Patch 16 - local: register the AWQ-INT4 MMQ HIP custom op (Strix Halo prefill kernel)
  • Status: ships in this repo. The kernel itself lives at csrc/awq_mmq_gfx1151/ and the .so is built inside the container against the pinned TheRock 7.13.0a + PyTorch stack (see Frozen versions table at the top). The patch is a six-line registration block appended to vLLM's mixed-precision linear-kernel dispatcher.

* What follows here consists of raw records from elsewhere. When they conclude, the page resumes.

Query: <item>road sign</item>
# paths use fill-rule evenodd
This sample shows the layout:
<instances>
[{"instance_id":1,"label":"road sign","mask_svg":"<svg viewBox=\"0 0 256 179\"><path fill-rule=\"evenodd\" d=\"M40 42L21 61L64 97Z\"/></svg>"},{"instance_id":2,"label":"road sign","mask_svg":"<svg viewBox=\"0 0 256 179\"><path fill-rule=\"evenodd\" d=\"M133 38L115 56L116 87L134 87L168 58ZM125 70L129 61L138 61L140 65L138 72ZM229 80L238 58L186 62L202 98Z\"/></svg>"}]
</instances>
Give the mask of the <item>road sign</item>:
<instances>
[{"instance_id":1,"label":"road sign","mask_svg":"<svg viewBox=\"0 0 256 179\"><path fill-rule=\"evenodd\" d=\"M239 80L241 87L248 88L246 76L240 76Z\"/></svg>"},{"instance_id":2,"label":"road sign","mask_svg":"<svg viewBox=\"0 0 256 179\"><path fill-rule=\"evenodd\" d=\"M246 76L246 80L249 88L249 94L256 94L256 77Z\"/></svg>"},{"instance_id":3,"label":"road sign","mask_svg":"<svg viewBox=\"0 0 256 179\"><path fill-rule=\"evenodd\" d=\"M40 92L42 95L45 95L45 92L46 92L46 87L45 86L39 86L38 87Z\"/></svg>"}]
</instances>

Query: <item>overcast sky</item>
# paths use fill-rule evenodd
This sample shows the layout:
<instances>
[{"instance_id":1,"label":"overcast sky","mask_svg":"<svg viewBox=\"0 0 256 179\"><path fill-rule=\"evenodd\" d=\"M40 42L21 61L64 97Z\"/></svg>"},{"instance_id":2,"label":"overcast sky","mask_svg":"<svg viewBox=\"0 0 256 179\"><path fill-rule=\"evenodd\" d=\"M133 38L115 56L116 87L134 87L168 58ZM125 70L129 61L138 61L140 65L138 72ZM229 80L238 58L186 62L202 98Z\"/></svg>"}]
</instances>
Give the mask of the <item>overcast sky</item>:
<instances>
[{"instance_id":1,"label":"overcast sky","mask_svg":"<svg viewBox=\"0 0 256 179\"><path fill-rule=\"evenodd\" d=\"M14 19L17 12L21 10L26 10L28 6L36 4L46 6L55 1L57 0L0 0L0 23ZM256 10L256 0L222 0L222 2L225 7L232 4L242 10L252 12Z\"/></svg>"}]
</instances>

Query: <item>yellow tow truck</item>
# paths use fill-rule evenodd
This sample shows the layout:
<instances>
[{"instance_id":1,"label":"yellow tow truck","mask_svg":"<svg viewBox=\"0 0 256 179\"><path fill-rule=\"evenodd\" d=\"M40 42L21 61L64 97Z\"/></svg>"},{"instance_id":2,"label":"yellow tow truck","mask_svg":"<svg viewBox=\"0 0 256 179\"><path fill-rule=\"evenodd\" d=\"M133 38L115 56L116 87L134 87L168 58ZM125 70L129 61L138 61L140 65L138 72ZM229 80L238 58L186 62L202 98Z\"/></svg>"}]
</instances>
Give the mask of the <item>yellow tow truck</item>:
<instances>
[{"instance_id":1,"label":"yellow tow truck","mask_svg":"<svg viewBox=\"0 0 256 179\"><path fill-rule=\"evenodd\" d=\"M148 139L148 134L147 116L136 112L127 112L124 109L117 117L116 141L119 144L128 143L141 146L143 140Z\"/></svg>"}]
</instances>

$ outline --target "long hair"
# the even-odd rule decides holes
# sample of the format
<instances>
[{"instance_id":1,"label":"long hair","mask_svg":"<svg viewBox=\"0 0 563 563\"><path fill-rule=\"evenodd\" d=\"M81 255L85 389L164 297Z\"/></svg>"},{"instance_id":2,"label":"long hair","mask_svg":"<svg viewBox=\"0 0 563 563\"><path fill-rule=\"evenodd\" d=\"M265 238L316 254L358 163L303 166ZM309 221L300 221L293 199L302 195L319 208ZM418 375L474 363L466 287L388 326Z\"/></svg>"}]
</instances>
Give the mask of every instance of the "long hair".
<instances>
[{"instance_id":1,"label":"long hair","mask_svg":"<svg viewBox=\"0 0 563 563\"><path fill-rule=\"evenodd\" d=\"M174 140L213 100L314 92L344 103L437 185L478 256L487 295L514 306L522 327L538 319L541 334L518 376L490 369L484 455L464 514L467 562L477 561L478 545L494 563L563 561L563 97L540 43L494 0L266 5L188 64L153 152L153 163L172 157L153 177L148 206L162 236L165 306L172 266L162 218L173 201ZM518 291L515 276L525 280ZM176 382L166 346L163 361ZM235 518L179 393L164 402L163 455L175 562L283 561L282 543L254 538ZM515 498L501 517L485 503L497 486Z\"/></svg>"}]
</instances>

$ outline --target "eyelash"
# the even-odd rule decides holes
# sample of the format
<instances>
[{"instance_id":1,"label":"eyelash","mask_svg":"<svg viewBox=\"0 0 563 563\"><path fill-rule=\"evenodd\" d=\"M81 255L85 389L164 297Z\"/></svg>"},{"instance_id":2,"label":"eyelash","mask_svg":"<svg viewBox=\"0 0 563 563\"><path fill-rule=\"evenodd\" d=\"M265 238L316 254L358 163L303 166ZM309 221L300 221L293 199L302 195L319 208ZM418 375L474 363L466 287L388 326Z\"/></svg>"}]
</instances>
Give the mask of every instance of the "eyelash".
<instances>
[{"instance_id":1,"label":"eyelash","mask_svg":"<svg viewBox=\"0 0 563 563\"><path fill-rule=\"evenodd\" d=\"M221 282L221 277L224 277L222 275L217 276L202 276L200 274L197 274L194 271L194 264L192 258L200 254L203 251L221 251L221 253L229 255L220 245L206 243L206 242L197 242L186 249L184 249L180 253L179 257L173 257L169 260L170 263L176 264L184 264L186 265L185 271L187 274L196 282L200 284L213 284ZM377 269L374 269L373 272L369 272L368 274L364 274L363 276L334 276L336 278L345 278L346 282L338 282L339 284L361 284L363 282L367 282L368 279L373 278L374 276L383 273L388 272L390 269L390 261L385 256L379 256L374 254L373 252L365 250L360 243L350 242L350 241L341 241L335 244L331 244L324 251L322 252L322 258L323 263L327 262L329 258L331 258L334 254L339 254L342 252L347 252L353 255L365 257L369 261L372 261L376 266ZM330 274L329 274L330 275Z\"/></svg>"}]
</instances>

  • Why we patch: vLLM's stock TritonW4A16LinearKernel had two specific failure modes on gfx1151:
    • Tile shapes hard-coded for MI300 (304 CUs, wave64). gfx1151 is 40 CUs / wave32: bad occupancy at large M, which is the prefill regime.
    • Dequant-to-fp16 strategy throws away INT8 WMMA throughput. AMD WMMA v1's __builtin_amdgcn_wmma_i32_16x16x16_iu8_w32 is 2x peak vs the fp16 path on this silicon.
  • Diff: 17-line registration block appended to vllm/model_executor/kernels/linear/__init__.py. On engine startup it adds /root/csrc/awq_mmq_gfx1151 to sys.path, imports RocmMmqQ4LinearKernel from awq_mmq_gfx1151.vllm_kernel, and inserts it at position 0 of _POSSIBLE_KERNELS[PlatformEnum.ROCM] so choose_mp_linear_kernel picks it ahead of TritonW4A16LinearKernel for the W4A16 g32 path. If the import fails (e.g. .so not built yet), the kernel list is left untouched and TritonW4A16 keeps its slot.
  • What the kernel does: ports llama.cpp's MMQ Q4 pattern verbatim. Weights stay int4 in registers, unpacked to int8 in LDS tiles, accumulated through chained WMMA iu8 calls into an i32 tile, with per-group (group_size=32) fp32 dequantization at K-group boundaries. Tile shapes (mmq_x=48, mmq_y=64, nwarps=4) are taken from the lhl/pedapudi gist for RDNA3_5 (master defaults of 128/128/8 spill VGPRs on gfx1151's 1536-VGPR-per-SIMD budget).
  • Decode path is preserved bit-for-bit: apply_weights in vllm_kernel.py dispatches on M. For M >= 32 (prefill) we use the HIP kernel; for M < 32 (decode, including DFlash N=8 spec rounds at M=8 typical) we fall through to triton_w4a16_gemm from vLLM's existing TritonW4A16, with weights pre-transposed at process_weights_after_loading time so there is no per-call repack. Cost: ~22 GiB of dual-storage weight memory. Benefit: the daily driver's 12 to 24 t/s decode floor is untouched.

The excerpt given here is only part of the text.